Wednesday, March 28, 2018
Toledo Room (InterContinental Chicago Magnificent Mile)
The political links between unions and left parties in Western Europe have witnessed notable strain over the last four decades. While there is a lack of consensus as to how severe the “de-linking” of labor and the left is, there is growing acceptance that: 1.) unions’ influence on left parties has been curbed by their organizational decline, and; 2.) left parties across Europe have pursued more pro-market positions, deviating from organized labor’s ideological foundations, in order to cater to new constituents. We question whether unions’ are still able to inflict political costs on left parties whose policies break from social democratic traditions by focusing on whether general strikes (perhaps the most serious protest vehicle against policy reform that unions have at their disposal) inflict different political penalties on left versus right governments.

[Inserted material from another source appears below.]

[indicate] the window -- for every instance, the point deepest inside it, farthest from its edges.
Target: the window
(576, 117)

Employing a (distributive lag) time-series analysis of quarterly polling data in Spain (a most-likely case for the delinking literature), we track how public opinion on government performance and voting intentions for left and right executives respond to general strikes. Our findings indicate that general strikes’ impact on Spanish public opinion towards government displays a left partisan bias. Spain’s major left party (PSOE) incurred significant public opinion penalties (both for the expressed voting intentions and the assessment of PSOE Prime Ministers) if a general strike occurred while it held power. In contrast, Popular Party (PP) governments incurred no public opinion penalties for strikes that occurred under their watch.